Das ist die Mission der Non-Profit-Organisation, die seit 2006 hinter der Entwicklung und Aufrechterhaltung von Tor steht. Definitiv keine niedrig gesteckten Ziele. Unrealistisch sind sie aber bemerkenswerterweise auch nicht! So wurde und wird Tor in vielen Autokratien und Diktaturen genutzt um Zensur und Verfolgung durch die herrschenden Regime zu unterbinden. Schließlich gibt es auch heute, im 21. Jahrhundert zu viele Länder in denen eine freie Meinungsäußerung oder der Zugang zu unzensierten Informationen nicht möglich ist. Aber auch Whistleblower wie Snowden bedienten sich schon dieses Netzwerkes zur sicheren Kommunikation mit Journalisten. Trotz all dem ist Tor aber nicht nur für solch extreme Fälle geeignet. Als Internet-Nutzer hier in Europa bist auch Du Ziel von Überwachung. Zwar reden wir hier nicht von Überwachung mit dem Zweck Dich Deiner Menschenrechte zu berauben, wovon wir hier aber reden ist Rückverfolgung Deiner Aktivitäten im Internet zum Zwecke personalisierter Werbung.
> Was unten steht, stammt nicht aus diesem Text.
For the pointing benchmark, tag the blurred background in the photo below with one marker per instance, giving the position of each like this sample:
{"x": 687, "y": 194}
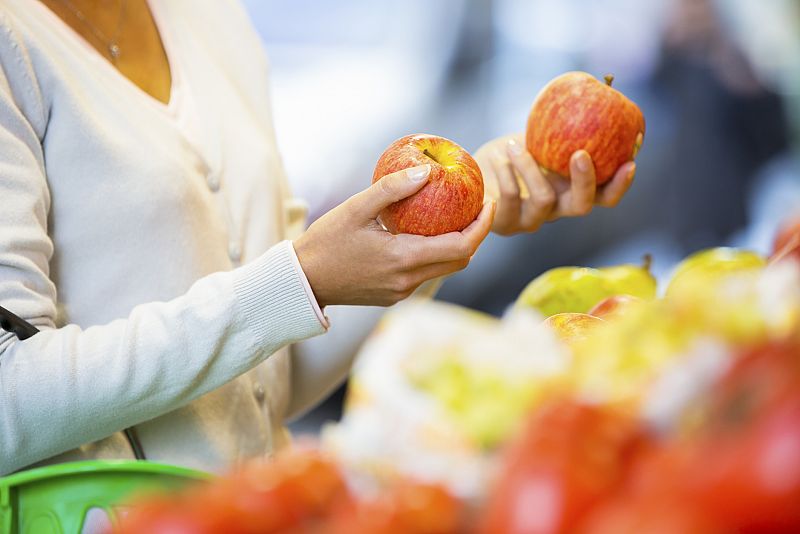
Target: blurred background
{"x": 718, "y": 82}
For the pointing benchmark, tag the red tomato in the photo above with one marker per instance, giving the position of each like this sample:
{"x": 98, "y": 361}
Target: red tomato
{"x": 286, "y": 494}
{"x": 406, "y": 508}
{"x": 567, "y": 458}
{"x": 745, "y": 467}
{"x": 653, "y": 513}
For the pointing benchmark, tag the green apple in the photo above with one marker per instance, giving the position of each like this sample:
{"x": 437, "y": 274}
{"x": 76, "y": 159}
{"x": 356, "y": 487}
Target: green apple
{"x": 710, "y": 265}
{"x": 578, "y": 289}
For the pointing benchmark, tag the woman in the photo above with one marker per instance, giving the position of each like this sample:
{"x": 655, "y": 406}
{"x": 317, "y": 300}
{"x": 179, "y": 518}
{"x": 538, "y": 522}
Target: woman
{"x": 146, "y": 229}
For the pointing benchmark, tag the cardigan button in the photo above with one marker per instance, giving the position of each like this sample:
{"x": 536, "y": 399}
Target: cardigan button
{"x": 258, "y": 392}
{"x": 213, "y": 181}
{"x": 234, "y": 251}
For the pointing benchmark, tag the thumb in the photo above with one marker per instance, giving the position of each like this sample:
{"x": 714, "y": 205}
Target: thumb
{"x": 391, "y": 188}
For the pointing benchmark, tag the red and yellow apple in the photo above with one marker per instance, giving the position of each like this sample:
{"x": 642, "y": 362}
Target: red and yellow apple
{"x": 787, "y": 241}
{"x": 576, "y": 111}
{"x": 613, "y": 306}
{"x": 571, "y": 327}
{"x": 453, "y": 196}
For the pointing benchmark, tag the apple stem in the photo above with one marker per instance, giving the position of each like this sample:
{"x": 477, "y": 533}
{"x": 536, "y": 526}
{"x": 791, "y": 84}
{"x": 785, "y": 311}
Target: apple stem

Und wie funktioniert das ganze?

Das schöne – oder langweilige, kommt darauf an wen man fragt – an Projekten mit einigermaßen akademischem Hintergrund sind die oft komödiantisch deskriptiven Namen, die diesen Dingen gegeben werden. So ist es auch bei Tor. In dem Akronym steckt wie schon erwähnt das Wort „Zwiebel“ drin. Bekannterweise ist eine Zwiebel das Gemüse der Wahl, wenn man nach einer Analogie sucht, die irgendetwas mit Schichten zu tun hat. Die Schichten sind im konkreten Fall von Tor mehrere (drei beim Tor Browser) Verschlüsselungsschichten. Verschlüsselung ist aber leider nur die halbe Miete. Die Sorgt nämlich nur dafür, dass unbefugte Dritte nicht wissen, was Du sendest, da sie die Nachricht schlicht nicht lesen können. Wer hier mit wem kommuniziert ist aber weiterhin glasklar. Das liegt im Großen und Ganzen daran, dass der Weg von Sender zu Empfänger ein recht direkter ist und beide wissen, wer am anderen Ende ist. Das lässt sich aber verhindern, indem man einen dritten Server zwischenschaltet, der schlicht nicht weitersagt, wer am anderen Ende sitzt. Setzt man jetzt nicht nur einen, sondern mehrere dieser Mittelsmänner ein, so wird eine Rückverfolgung erheblich schwerer. Das ist, in einer Nussschale, was Tor macht. Mehrfach verschlüsseln und mehrere, zufällig ausgewählte Mittelsmänner einsetzten.

Zu schön um Wahr zu sein

Leider kommt der Aufschlag an Privatsphäre und Sicherheit auch mit einer Portion merklicher Nachteile. Der Größte ist Geschwindigkeit. Aufgrund der mehrfachen Verschlüsselung und dem komplexeren, zufälligen Weg der an mehreren Zwischenstellen Halt macht, ist das Surfen mit Tor (bzw. Proxy-Servern im Allgemeinen) erheblich langsamer. Webseiten, die im Normalfall mit einem Fingerschnippen da sind, können mit Tor gut und gerne ein paar Sekunden auf sich warten lassen. Geschwindigkeit ist aber nicht die einzige Einbuße. Um Tracking zu verhindert werden auch Cookies etc. standardmäßig gelöscht. Das hat die Nebenwirkung, dass unter anderem Logindaten nicht gespeichert werden und Du Dich jedes Mal wieder auf Webseiten anmelden musst. Man kann diese Löschungen auch wieder deaktivieren. Das ist nur etwas witzlos, da Cookies ein wichtiges Tool zur Rückverfolgung sein können.

Fazit: Du hast die Wahl

Der Tor Browser bietet ein beachtliches Maß an Sicherheit und Privatsphäre. Das geht jedoch auf Kosten von Praktikabilität und Komfort. Das Surften mit Tor ist aufgrund der Verschlüsselung und den vielen Zwischenstationen merklich langsamer und da direkt alle Cookies etc. konsequent gelöscht werden, gehen auch sämtliche Logins und Ähnliches flöten. Ob einem das gesteigerte Maß an Privatsphäre dieser Mehraufwand wert ist, muss im Endeffekt jeder für sich entscheiden. Tor bietet mit seinem Netzwerk aber zumindest die Möglichkeit diese Entscheidung zu treffen, was in meinen Augen an und für sich schon ein Erfolg ist.